Lead Balloon Follows Chocolate Teapot Into Reality

leadballoon-article

Engineering design students have struck another blow against idiom by successfully flying a lead balloon.

They responded to a challenge by British TV’s The One Show, which last year asked chocolate producers Nestle to make a chocolate teapot, based around the idiom that such a receptacle is the epitome of uselessness. In fact it proved possible to build a teapot that could hold boiling water for two minutes and then pour a drinkable, if slightly chocolaty, cup of tea. It turned out that by using dark chocolate with 65 percent cocoa solids and making the pot thick enough, the inner layer of the pot melting actually prevented further damage by acting as insulation.

The show followed up by asking students at the University of Bristol to produce and fly a lead balloon, something that is normally a metaphor for an idea sinking or going down badly.

Producing the balloon involved two main elements. The first was using a lead foil that was a mere 0.0016mm thick, though still weighed six times as much as the equivalent amount of “regular foil” (which likely refers to aluminum foil used for food.)

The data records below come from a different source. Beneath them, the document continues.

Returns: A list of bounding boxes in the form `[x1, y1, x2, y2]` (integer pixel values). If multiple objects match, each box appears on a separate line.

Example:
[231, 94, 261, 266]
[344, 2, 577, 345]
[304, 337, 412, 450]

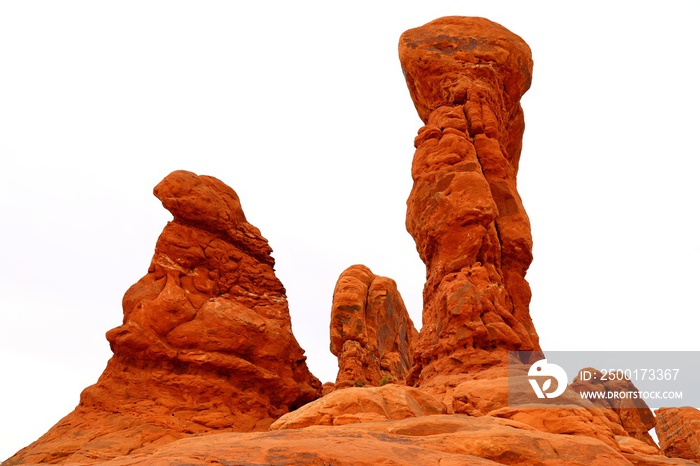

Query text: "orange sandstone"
[4, 18, 697, 466]
[399, 16, 541, 386]
[6, 170, 321, 464]
[330, 264, 418, 386]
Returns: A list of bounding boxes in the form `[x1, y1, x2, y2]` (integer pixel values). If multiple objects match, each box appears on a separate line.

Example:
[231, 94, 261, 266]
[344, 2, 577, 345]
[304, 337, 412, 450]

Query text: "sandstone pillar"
[399, 17, 541, 385]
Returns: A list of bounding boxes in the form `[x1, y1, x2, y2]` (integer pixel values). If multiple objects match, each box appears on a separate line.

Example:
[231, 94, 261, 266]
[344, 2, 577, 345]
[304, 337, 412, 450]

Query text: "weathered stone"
[570, 367, 657, 446]
[6, 171, 321, 465]
[60, 416, 640, 466]
[270, 384, 446, 430]
[655, 407, 700, 462]
[5, 17, 697, 466]
[399, 16, 541, 387]
[330, 265, 418, 386]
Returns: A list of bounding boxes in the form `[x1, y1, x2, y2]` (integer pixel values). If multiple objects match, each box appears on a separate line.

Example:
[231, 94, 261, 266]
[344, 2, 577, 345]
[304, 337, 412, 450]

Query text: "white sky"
[1, 1, 699, 460]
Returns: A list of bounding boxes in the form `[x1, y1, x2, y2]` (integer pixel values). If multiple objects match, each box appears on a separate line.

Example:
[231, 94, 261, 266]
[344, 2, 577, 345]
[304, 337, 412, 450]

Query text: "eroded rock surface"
[270, 384, 445, 430]
[4, 17, 697, 466]
[330, 265, 418, 386]
[656, 407, 700, 462]
[55, 416, 646, 466]
[399, 16, 541, 387]
[571, 367, 657, 445]
[6, 170, 321, 465]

The second element was shaping this into a working balloon. An initial attempt using a wooden frame to put it into an ovoid shape proved too heavy. (It’s possible the students knew this ahead of time but couldn’t resist the wordplay of calling it a lead Zeppelin.)

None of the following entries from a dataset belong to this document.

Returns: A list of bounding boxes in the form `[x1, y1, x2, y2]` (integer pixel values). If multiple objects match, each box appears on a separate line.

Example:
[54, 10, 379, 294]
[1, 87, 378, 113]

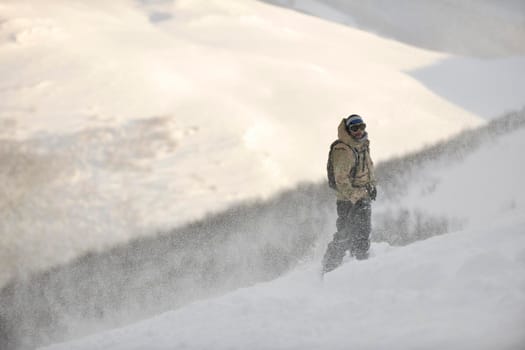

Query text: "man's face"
[349, 123, 366, 139]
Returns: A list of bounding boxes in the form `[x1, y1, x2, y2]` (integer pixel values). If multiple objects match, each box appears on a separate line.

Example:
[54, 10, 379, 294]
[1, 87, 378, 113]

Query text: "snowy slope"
[1, 0, 506, 287]
[41, 126, 525, 349]
[2, 1, 525, 346]
[41, 221, 525, 350]
[260, 1, 525, 119]
[262, 0, 525, 57]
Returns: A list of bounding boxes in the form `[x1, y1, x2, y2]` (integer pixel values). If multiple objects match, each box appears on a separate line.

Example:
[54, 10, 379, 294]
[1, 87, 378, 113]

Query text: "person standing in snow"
[322, 114, 377, 273]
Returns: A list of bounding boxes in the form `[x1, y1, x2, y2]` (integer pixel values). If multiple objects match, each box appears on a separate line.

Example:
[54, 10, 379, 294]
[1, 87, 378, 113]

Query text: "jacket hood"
[337, 119, 368, 147]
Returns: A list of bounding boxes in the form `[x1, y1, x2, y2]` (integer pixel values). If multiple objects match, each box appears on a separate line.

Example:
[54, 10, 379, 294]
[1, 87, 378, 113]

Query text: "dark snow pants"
[323, 199, 371, 273]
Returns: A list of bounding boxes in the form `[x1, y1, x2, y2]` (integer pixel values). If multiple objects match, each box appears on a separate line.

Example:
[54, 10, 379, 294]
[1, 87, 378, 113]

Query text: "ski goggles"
[349, 123, 366, 132]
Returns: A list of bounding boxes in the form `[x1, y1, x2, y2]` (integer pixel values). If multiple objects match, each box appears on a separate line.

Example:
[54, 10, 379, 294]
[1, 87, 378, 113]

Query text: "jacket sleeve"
[368, 154, 377, 186]
[332, 146, 367, 202]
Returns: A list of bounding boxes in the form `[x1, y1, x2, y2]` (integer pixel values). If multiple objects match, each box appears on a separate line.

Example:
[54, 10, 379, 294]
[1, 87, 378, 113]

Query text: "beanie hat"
[345, 114, 364, 128]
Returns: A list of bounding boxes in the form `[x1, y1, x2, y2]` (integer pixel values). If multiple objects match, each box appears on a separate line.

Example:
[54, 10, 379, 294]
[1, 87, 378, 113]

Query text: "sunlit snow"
[1, 0, 524, 349]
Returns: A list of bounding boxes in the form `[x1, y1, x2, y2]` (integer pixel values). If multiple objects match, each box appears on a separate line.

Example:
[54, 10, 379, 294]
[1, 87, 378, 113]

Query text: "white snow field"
[2, 0, 525, 289]
[42, 126, 525, 349]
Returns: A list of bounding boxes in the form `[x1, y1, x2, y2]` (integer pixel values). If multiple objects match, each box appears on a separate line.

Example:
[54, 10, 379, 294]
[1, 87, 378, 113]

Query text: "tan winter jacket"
[331, 119, 376, 203]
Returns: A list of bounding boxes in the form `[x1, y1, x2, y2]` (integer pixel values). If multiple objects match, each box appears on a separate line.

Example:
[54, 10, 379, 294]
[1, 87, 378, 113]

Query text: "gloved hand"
[349, 187, 368, 204]
[366, 184, 377, 201]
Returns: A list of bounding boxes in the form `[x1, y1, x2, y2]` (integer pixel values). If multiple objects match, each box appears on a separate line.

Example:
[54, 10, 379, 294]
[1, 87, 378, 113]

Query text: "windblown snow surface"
[1, 0, 525, 349]
[41, 118, 525, 349]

Instead they turned to origami and overlaid the lead sheets on one another to join them in a specific flat pattern on the ground. They then used air to start the inflation before switching to helium. The origami design meant that as the balloon inflated, it twisted 90 degrees and wound up as a 1.6 meter cube.

The balloon, while kept indoors and tethered, successfully floated to five meters off the ground where it kept its position.




6 Responses to Lead Balloon Follows Chocolate Teapot Into Reality

  1. Mythbusters used this method of making a lead balloon years ago. Not really amazing when all the work has been done for you by two american special effects guys.

  2. Isn’t the phrase “going down like a lead balloon?” I’ve always taken that to mean the balloon was already up in the air and just got punctured or something, and then dropped rapidly rather than gliding on the wind because it’s lead.